新聞紙面の中で、挿絵の在り方とは一体何だろう?
絵は、どのような役割を持つだろう?
私の作品にはどんな作用があるだろう?
そんなことを考えつつ、いや、ある時は全くそんなことを無視しながら、 原稿を落とさないよう、3年間、西日本新聞『読者文芸コーナー』の挿絵を 担当させて頂きました。
見る人の存在や、絵を見た人がどう感じるだろうか?という事を、 描く前からこんなにも意識して制作したことは今までなかったので、 題材を選ぶのに戸惑うことも多くありました。 その中で、出来るだけ私の大事にしているものを発信していこうと努めました。
前半の水彩画は、彩色がありながらも紙面はモノクロ掲載である為、 濃淡を意識して、どのような表情がでるのか毎回掲載が楽しみでしたし、 後半のモノクロの作品では、元々好きだった画面の構成に、 様々な視点から挑戦できたように感じます。

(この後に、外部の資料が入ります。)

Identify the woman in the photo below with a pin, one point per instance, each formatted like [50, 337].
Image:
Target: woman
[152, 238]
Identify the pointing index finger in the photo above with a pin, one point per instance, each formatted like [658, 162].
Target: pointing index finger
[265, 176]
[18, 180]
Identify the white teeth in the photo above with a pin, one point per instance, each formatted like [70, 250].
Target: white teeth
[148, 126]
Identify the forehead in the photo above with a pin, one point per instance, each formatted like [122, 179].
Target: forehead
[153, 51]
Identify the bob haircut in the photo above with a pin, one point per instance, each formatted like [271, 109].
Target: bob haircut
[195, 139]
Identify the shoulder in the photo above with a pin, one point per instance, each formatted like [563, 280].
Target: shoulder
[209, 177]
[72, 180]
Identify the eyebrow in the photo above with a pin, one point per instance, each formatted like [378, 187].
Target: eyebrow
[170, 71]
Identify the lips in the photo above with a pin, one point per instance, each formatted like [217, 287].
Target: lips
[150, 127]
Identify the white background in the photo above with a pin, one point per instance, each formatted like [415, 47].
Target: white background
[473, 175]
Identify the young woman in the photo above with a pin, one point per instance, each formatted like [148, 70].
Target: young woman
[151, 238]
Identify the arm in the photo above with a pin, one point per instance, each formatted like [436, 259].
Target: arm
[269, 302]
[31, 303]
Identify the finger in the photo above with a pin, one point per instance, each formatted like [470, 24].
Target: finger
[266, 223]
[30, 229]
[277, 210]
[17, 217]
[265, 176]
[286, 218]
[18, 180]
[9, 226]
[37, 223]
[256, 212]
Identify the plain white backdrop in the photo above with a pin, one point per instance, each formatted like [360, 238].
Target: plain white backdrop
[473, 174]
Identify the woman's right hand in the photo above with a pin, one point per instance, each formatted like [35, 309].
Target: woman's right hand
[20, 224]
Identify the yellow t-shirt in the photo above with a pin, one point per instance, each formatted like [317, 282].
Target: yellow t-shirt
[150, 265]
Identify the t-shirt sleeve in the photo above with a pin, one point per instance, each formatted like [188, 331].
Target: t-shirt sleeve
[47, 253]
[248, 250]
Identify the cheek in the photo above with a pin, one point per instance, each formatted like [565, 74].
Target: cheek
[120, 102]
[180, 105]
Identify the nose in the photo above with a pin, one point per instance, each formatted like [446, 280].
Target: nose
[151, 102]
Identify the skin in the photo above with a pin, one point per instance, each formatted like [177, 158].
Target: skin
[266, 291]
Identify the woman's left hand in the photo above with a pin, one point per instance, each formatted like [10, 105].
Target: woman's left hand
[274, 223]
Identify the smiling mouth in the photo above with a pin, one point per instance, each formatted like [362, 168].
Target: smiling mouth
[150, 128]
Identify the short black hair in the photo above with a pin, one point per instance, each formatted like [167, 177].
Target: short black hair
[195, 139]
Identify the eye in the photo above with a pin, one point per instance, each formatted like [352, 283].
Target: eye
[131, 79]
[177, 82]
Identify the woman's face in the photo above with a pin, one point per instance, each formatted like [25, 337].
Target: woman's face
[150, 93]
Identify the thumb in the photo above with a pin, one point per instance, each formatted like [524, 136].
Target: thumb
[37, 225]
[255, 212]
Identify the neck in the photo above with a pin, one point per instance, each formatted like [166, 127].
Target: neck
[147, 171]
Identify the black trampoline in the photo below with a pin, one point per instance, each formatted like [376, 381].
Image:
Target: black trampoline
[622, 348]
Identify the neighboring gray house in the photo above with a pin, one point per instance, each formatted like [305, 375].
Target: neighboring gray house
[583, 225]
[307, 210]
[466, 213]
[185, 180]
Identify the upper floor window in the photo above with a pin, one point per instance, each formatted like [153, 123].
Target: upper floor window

75枚、どの作品も、作業中の想いや、筆の感触、悩みや達成感、 色んな思い出が湧き上がってくる愛すべき作品達です。 新聞紙面からでは見えなかったものを、原画から感じて頂けましたら幸いです。
3年間、多くの経験ができ、また、これからの制作に繋がるヒントや、 新しい発見することが出来ました。 いつも応援して下さった方々、関わって下さった全ての皆様に感謝申し上げます。